Pre-cerebral high-grade carotid stenosis from > 70% is significantly associated with reduced PI in the MCA distal to the stenosis or occlusion. Additionally, we find no difference in PI between normal carotid arteries (no stenosis) or low-grade stenosis. This finding is consistent with earlier work on endarterectomy patients45,46,47,48. Establishing clinically relevant PI cut-off values for occlusion in the MCA is unfortunately not feasible due to the large variability in mean PI seen in our patients as well as other contributing factors discussed, but also due to the possibility of spontaneous vascular status change in the hyperacute phase after an AIS9,10, so we suggest referring to standards per age group, or stenosis degree as described in the results.

Considering the influence of the several factors discussed on PI values and the PI variability, the MCA PI value in a given patient should be compared to the contralateral side if possible, to assess the baseline haemodynamic of the patient. A side difference would point towards a focal cause such as a sub-occlusion or occlusion rather than systemic factors. However, the left side generally shows slightly lower values (− 0.2), which is consistent with previous studies49,50 and could be due to the anatomical shape of the vascular tree on the left side or different flow requirements in the dominant hemisphere.

The advantages of our study are that we describe a large cohort, in a single centre with 30 years of experience in Doppler, where systematic TCD/Duplex evaluation is performed in all acute strokes, with a dedicated Doppler registry (LaDoRe); also, we limited the heterogeneity of the vascular status of patients by including only AIS and excluding chronic stroke patients. Double stenosis and pre-existing or acute intracranial stenosis were also excluded. Limitations of the study are those of a retrospective, observational, non-controlled, non-randomized study. We did not record cerebral oedema, which would increase PI, but stroke severity in our study was mild; none had a craniectomy and only a few patients had a NIHSS over 25, of whom, only four had a sub-occlusion or occlusion of the ICA. The effect of cerebral oedema on this group, if any, would tend to increase the average PI and yet we saw significantly lower PI values in this group compared to the non-stenotic group. We did not monitor cortical versus subcortical strokes, which could lead to heterogeneous results, but is consistent with common practice. We did not record details of the number of years of vascular risk factors, nor did we include radiological collateral status data, ASPECTS score51 or perfusion studies, which might have allowed identification of further associations or more explanations for our findings.
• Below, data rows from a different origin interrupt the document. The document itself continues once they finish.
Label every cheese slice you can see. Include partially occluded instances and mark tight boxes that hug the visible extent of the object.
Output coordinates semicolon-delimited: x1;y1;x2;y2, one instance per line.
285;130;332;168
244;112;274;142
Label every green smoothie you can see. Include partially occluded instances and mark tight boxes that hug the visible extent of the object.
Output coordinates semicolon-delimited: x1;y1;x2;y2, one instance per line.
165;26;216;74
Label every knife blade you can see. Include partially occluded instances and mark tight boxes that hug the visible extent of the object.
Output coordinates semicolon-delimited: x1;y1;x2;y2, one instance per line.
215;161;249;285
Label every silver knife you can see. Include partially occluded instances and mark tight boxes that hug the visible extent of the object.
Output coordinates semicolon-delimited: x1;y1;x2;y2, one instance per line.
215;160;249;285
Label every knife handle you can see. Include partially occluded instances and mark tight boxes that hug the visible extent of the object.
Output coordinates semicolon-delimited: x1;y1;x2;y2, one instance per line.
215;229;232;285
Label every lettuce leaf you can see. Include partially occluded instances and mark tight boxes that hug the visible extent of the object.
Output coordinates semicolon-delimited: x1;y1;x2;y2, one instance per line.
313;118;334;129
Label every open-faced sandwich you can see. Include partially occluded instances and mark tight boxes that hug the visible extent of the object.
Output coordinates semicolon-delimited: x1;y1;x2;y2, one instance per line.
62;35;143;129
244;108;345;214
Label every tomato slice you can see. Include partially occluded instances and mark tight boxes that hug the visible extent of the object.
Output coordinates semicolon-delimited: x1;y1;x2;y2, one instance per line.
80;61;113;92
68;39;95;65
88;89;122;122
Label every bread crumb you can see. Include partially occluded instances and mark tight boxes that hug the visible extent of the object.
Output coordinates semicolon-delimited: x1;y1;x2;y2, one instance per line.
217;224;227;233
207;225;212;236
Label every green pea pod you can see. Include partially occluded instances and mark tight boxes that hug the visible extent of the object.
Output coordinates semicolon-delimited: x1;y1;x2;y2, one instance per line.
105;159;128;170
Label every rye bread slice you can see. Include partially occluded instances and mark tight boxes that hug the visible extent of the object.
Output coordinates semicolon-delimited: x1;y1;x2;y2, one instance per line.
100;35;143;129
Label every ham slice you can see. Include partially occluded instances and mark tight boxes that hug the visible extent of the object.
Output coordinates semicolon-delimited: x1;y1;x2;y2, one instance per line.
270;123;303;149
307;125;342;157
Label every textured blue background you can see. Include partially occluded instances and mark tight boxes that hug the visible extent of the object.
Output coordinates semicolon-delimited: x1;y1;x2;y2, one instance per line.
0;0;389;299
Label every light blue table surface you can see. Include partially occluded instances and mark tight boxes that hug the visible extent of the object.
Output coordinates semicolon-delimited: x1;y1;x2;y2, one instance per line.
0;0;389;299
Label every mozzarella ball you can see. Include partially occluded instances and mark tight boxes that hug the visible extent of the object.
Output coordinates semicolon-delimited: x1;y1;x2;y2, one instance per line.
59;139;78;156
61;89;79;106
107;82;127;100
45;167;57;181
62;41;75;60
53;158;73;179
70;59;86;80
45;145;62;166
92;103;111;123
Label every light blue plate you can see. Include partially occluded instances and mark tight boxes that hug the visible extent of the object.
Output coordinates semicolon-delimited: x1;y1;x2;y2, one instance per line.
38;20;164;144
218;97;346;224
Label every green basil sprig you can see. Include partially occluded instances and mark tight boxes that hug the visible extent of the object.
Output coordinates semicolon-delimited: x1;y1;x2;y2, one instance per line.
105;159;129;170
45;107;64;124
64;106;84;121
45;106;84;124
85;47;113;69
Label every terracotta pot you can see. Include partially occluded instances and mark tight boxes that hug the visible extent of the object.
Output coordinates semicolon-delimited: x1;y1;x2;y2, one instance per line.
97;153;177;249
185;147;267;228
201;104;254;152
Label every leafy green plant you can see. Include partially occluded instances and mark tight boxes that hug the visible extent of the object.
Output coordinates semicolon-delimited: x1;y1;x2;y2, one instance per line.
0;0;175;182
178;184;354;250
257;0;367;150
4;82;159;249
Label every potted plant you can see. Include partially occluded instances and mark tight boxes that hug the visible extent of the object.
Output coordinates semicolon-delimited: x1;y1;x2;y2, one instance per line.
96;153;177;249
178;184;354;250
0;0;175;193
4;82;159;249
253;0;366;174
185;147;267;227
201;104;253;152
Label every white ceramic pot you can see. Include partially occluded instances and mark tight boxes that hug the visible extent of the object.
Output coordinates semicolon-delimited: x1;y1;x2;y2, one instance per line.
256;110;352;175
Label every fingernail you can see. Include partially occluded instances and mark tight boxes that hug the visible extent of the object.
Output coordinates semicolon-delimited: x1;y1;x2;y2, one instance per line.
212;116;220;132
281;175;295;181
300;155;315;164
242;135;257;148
In conclusion, our work highlights an association of MCA PI in AIS patients with ipsilateral carotid stenosis, and age, diabetes, side of examination, ischemic lesion on admission CT and plaque morphology and provides a quantitative evaluation of the effect of these influencing factors. These aspects should be taken into account when using PI values for the TIBI52 score or as a surrogate marker for intracranial pressure. More studies are needed to confirm these findings and to assess the relative value of MCA PI measurement in AIS recanalization6,7 and reperfusion patterns.